When you decide to open a business, you must choose a business structure. While there are several options, if you are just starting out and plan to “go at it alone,” then a sole proprietorship may be the best option.
However, there are some potential downsides to this structure. Understanding more about it will help you decide if a sole proprietorship is right for you.
What does it mean to be a sole proprietor?
As a sole proprietor, you are starting a business venture all on your own. This means you must save money and pay estimated tax payments. You file business-related tax information on your personal tax return because you are the business.
Additionally, there’s no distinction between you and the business. This means you are personally liable for damages, debt and financial losses if a lawsuit is filed.
What’s the process of becoming a sole proprietor?
Making your business a sole proprietorship “officially” isn’t difficult. There’s no paperwork that you must file to get started, but you should research the permits or licenses that may be required.
You will typically use your own Social Security number as your business ID since there’s no legal separation between the two.
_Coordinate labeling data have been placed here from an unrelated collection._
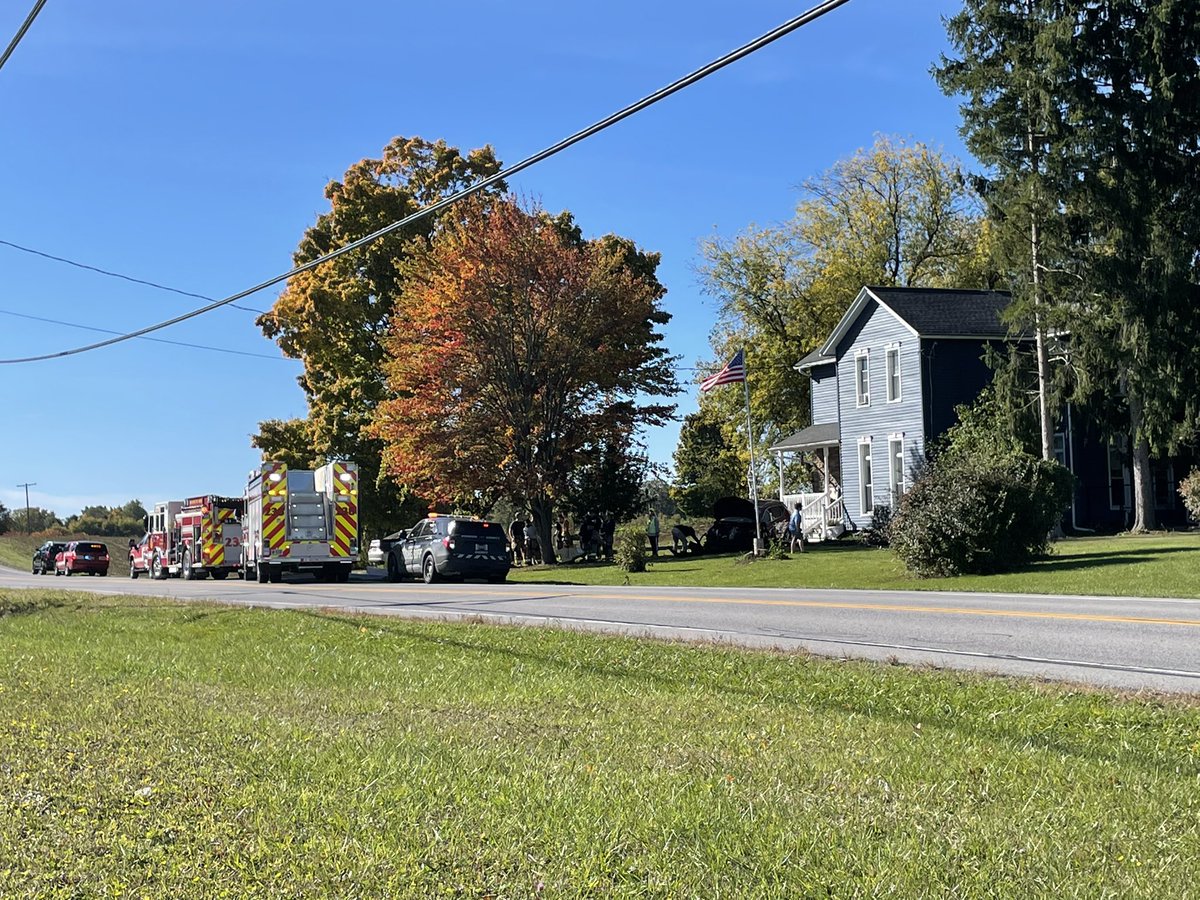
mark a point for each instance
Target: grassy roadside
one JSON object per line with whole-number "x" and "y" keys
{"x": 1144, "y": 565}
{"x": 155, "y": 749}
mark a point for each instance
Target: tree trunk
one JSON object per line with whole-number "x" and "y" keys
{"x": 1144, "y": 517}
{"x": 543, "y": 521}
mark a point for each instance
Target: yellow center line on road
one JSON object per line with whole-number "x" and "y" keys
{"x": 877, "y": 607}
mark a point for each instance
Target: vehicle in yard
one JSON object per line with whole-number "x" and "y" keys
{"x": 190, "y": 539}
{"x": 377, "y": 553}
{"x": 77, "y": 557}
{"x": 301, "y": 521}
{"x": 733, "y": 525}
{"x": 43, "y": 557}
{"x": 450, "y": 547}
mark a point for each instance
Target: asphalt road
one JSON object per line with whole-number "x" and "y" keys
{"x": 1140, "y": 643}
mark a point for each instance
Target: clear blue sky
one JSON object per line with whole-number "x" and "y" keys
{"x": 190, "y": 144}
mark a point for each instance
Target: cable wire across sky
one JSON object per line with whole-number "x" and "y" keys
{"x": 21, "y": 31}
{"x": 647, "y": 101}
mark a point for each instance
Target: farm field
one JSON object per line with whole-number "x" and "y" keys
{"x": 1143, "y": 565}
{"x": 160, "y": 749}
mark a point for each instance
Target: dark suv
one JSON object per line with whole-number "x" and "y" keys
{"x": 451, "y": 547}
{"x": 43, "y": 557}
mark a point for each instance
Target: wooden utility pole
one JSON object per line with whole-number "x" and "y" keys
{"x": 27, "y": 486}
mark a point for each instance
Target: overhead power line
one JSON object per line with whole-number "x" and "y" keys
{"x": 21, "y": 31}
{"x": 156, "y": 340}
{"x": 123, "y": 277}
{"x": 636, "y": 107}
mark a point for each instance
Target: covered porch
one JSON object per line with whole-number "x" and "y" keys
{"x": 810, "y": 474}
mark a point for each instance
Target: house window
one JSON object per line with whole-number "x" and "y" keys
{"x": 892, "y": 361}
{"x": 1116, "y": 477}
{"x": 865, "y": 489}
{"x": 895, "y": 462}
{"x": 863, "y": 378}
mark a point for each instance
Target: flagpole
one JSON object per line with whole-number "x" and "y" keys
{"x": 754, "y": 473}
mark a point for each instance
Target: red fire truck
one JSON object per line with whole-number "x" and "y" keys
{"x": 191, "y": 539}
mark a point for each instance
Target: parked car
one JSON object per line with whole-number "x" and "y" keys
{"x": 43, "y": 557}
{"x": 89, "y": 557}
{"x": 450, "y": 547}
{"x": 377, "y": 553}
{"x": 733, "y": 529}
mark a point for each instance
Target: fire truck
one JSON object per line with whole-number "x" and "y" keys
{"x": 192, "y": 539}
{"x": 301, "y": 520}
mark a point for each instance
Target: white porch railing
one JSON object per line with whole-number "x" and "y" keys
{"x": 822, "y": 516}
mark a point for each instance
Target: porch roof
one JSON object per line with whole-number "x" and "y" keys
{"x": 810, "y": 438}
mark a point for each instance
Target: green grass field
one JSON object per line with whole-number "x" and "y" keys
{"x": 1151, "y": 565}
{"x": 156, "y": 749}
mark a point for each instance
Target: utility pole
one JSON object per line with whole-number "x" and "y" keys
{"x": 28, "y": 520}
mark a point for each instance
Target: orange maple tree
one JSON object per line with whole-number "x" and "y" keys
{"x": 516, "y": 345}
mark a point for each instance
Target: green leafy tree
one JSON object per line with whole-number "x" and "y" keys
{"x": 707, "y": 466}
{"x": 1087, "y": 115}
{"x": 607, "y": 478}
{"x": 335, "y": 317}
{"x": 894, "y": 214}
{"x": 516, "y": 347}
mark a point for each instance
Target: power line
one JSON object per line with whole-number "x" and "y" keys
{"x": 21, "y": 31}
{"x": 156, "y": 340}
{"x": 123, "y": 277}
{"x": 661, "y": 94}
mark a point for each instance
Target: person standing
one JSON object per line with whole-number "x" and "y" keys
{"x": 652, "y": 531}
{"x": 607, "y": 531}
{"x": 516, "y": 534}
{"x": 796, "y": 531}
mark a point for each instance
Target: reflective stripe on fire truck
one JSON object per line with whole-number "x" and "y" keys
{"x": 346, "y": 510}
{"x": 275, "y": 508}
You can create some separation with an EIN (employer identification number). Some sole proprietors prefer this because they can avoid giving out their Social Security numbers. Also, if you ever decide to hire an employee, you must have an EIN.
Knowing your rights when establishing a business structure
No matter what business structure you choose, you need to ensure that you follow the legal requirements. This will ensure your business operates properly and that you don’t encounter any issues that could haunt your future.